In terms of the future, the Air Show Director, Clive Elliott, was able to expand on how the show fared in 2016, and what things are looking like in the future. Attendance at the show in 2016 was 55,000, down from approximately 55,000 in 2015. In terms of why this happened, this appears likely to be a combination of the flying display in 2015 compared to 2016, and the decidedly less than clement weather predictions, and in the end conditions, for the 2016 event. Looking forward to 2017, ticket sales are roughly on a par with sales at the same time last year.
Clive also told me that the Air Show Team at Cosford is working closely with the RAF100 Team, and will be a "lead regional event" in the celebrations next year. Whilst Mr. Elliott was unable to express details or progress, the RAF Cosford Air Show, in conjunction with the RAF100 Team is "planning what will hopefully be a very spectacular static display". Michelle Morgans of the co-located RAF Museum was also present, and was able to explain the relationship between the Museum and the Air Show, and what is involved in the recent (welcome) practice of using some rare museum exhibits for static display:
"We really enjoy providing aircraft from the Museum to the Air Show when and where we can. The added benefit is that it allows us to promote ourselves. The process starts with Air Show orgainsing team and Museum sitting down and discussing the show's themes, and we see whether we are able to provide an aircraft that is accessible and fits in with those themes.

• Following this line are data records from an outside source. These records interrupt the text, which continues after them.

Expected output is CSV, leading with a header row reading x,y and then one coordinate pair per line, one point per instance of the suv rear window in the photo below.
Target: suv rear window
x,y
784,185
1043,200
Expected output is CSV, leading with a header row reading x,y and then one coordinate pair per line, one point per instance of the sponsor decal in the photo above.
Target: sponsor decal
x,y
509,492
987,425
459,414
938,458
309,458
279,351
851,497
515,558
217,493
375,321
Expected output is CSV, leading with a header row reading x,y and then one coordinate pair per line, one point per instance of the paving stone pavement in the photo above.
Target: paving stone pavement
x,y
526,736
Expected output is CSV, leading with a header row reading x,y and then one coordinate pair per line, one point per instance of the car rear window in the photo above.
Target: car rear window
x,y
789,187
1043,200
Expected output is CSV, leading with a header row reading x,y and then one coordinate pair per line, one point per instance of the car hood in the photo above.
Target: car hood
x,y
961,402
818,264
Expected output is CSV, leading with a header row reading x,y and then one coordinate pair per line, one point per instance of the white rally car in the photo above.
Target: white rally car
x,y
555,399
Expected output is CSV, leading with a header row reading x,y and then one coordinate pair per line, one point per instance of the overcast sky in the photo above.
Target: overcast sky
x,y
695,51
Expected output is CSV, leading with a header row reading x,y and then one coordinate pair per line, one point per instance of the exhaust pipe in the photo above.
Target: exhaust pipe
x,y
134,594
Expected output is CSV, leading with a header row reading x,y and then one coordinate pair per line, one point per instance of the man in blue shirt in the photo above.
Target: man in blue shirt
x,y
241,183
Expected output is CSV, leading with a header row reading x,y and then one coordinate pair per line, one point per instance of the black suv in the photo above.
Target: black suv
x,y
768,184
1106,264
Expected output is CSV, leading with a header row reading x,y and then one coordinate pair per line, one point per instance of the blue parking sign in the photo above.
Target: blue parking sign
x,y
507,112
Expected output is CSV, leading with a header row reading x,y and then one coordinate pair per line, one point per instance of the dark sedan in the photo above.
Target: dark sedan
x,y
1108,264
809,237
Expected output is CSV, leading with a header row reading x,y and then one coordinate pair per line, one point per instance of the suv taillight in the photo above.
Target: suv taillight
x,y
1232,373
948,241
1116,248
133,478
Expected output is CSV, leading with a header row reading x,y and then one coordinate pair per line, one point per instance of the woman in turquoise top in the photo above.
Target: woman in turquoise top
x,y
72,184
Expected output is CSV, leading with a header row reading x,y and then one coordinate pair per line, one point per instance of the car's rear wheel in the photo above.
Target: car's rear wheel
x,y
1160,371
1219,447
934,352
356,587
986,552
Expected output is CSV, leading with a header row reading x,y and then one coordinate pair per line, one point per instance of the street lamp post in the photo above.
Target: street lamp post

Some aircraft are easier to provide than others, for instance in the National Cold War Exhibition, it would be difficult to remove aircraft from there as some are suspended from the ceiling, and the removal of the wall form the Exhibition building to allow the aircraft to be brought out is too expensive." For 2017, the Harrier GR9 and Hurricane IIc will be outside as part of the 'Battlefield Support' theme, as well as the previously mentioned EAP.
The Air Show also has a rare theme of "Space", which centrally focuses on the RAF Cosford Air Show's recent welcome focus on STEM (Science, Technology, Engineering, Mathematics) activities. It's recognised that there is a shortage of people entering into STEM careers, and the Air Show hopes to captivate youngsters' interests in STEM. To capitulate with the "Space" theme, an entire hangar will be devoted to this theme, with a number of interesting and seldom seen exhibits and static displays. More than this, though, Group Captain Hunt noted that, launching at the 2017 iteration of the RAF Cosford Air Show, a permanent STEM "Innovation Hub', which will be an attraction at RAF Cosford which will remain open permanently, and grow for the RAF100 celebrations.'
The final theme noted is the "Battle of Britain Memorial Flight 60th Anniversary". Normally the event only focuses on three themes each year, but in 2017 the RAF's much-loved BBMF reach their diamond year this year, and the RAF Cosford Air Show has been selected as one of only 3 airshows in the UK where a formation of Lancaster and four Spitfires will fly in formation, and Cosford will be the first event for the public to see that celebration.
On the day there were interesting snippets of information given out by all facets of the air display industry, including the news that there would be two new Wing Walkers performing with the Breitling team for 2017, who were confirmed to display at RAF Cosford during the Media Launch. Both girls, and machines, were also due to be present at the Media Launch, alongside a number of other visiting aircraft, however poor weather scuppered this plan sadly. Let's hope the weather for the Air Show proper in June is much improved!
It's clear the RAF Cosford Air Show, and its dedicated organising team had some points to take home and consider following the 2016 show. Whilst only the event delivered on Sunday 11th June itself will demonstrate if they have raised the bar or not, it seems clear that given their focused efforts on building on the flying display and fostering international relations, the latter of which was seldom mentioned this time last year, that considerable efforts have been made to listen to comments and feedback raised, and building on this achieve another successful Airshow.
The RAF Cosford Air Show is advanced tickets only, and £25.00 per adult ticket, with under 16s going free.